Convicted killer Hemy Neuman’s insanity defense was torpedoed by his alleged paramour’s perjured testimony from the witness stand, the former GE executive’s attorneys argued Tuesday at a hearing to grant their client a new trial.
“Without (Andrea Sneiderman’s) testimony, we believe it’s an entirely different trial,” Neuman co-counsel Scott Key said.
The Dunwoody widow, whose husband was fatally shot by Neuman, her former boss, in November 2010 outside their son’s daycare facility, was convicted last August on nine of 13 felony counts, including perjury, making false statements to investigators and hindering the apprehension of a criminal.
DeKalb County Deputy Chief Assistant District Attorney Anna Cross said Sneiderman’s testimony was not crucial to the prosecution of Neuman, who was sentenced to life in prison two years ago.
“The state can and did prove Hemy Neuman murdered Rusty Sneiderman completely outside of Andrea Sneiderman’s testimony,” Cross said Tuesday.
Sneiderman was grilled vigorously by the state and the defense when she took the stand in Neuman’s trial two years ago.
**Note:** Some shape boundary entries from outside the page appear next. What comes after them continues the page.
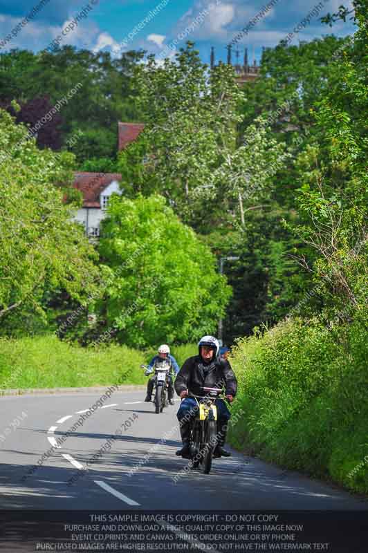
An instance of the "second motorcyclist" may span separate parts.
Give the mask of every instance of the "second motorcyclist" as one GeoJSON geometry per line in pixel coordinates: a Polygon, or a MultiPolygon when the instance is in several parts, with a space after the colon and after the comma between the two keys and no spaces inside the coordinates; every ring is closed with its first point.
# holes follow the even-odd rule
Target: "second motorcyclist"
{"type": "MultiPolygon", "coordinates": [[[[170,366],[170,373],[169,374],[169,389],[168,389],[168,400],[170,405],[174,405],[174,374],[177,375],[179,372],[179,366],[176,362],[176,359],[173,355],[170,355],[170,348],[166,344],[163,344],[158,350],[158,355],[155,355],[151,361],[149,365],[147,368],[145,372],[146,375],[150,374],[158,368],[160,366],[165,366],[169,364],[170,366]]],[[[156,374],[151,377],[147,384],[147,395],[145,402],[151,401],[152,392],[154,391],[154,385],[155,383],[156,374]]]]}
{"type": "MultiPolygon", "coordinates": [[[[198,344],[199,355],[189,357],[175,379],[175,390],[183,401],[177,413],[183,447],[176,455],[190,458],[190,424],[196,414],[196,402],[194,397],[187,397],[188,392],[194,395],[205,396],[203,388],[221,388],[223,386],[226,399],[231,403],[237,393],[237,377],[229,362],[221,359],[219,341],[213,336],[203,336],[198,344]]],[[[223,400],[216,400],[218,411],[218,441],[214,457],[229,457],[231,454],[223,449],[226,440],[228,422],[230,413],[223,400]]]]}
Prosecutors said at the time she was called as a witness to establish motive but she ended up helping the state mount its case against her.
Neuman’s attorneys said she did just as much damage to their client’s defense.
“Lying about the affair (with Neuman) did not help the defense,” Key said. “The affair released a set of emotions from our client that contributed to or led to his descent into insanity.”
Sneiderman insists she was never romantically involved with Neuman, despite significant evidence indicating an affair took place.
“The defense was premised on the fact that there was a relationship … that led him to insanity,” Key said. “If she lied about it, if she said a relationship didn’t happen, that undermined the central component of the defense.”
The defense argued she was not in love with her boss but rather used him to get out of an unhappy marriage.
“Hemy Neuman was a mentally ill sick man who was being manipulated, lied to and taken advantage of by Andrea Sneiderman,” Key said.
Cross said Sneiderman’s misstatements were thoroughly vetted during Neuman’s trial.
“There’s no due process violation, there’s no hiding evidence,” Cross said.
Neuman, who did not testify in his own defense and has yet to speak publicly about the murder or the alleged affair with his victim’s spouse, maintained his silence Tuesday. Sporting a couple of days worth of stubble and dressed in a prison-issue orange jumpsuit, he no longer looks like the executive that stood trial in early 2012.
DeKalb County Superior Court Judge Gregory A. Adams said he would consider the motion for a new trial but didn’t say when he would announce his decision. Neuman co-counsel Doug Peters said the defense will seek a ruling from an appellate court if the judge rejects the motion. He said he believes Neuman should be found not guilty by reason of insanity.
Sneiderman, sentenced last August to five years on each guilty count to run concurrently, is eligible for parole in late April.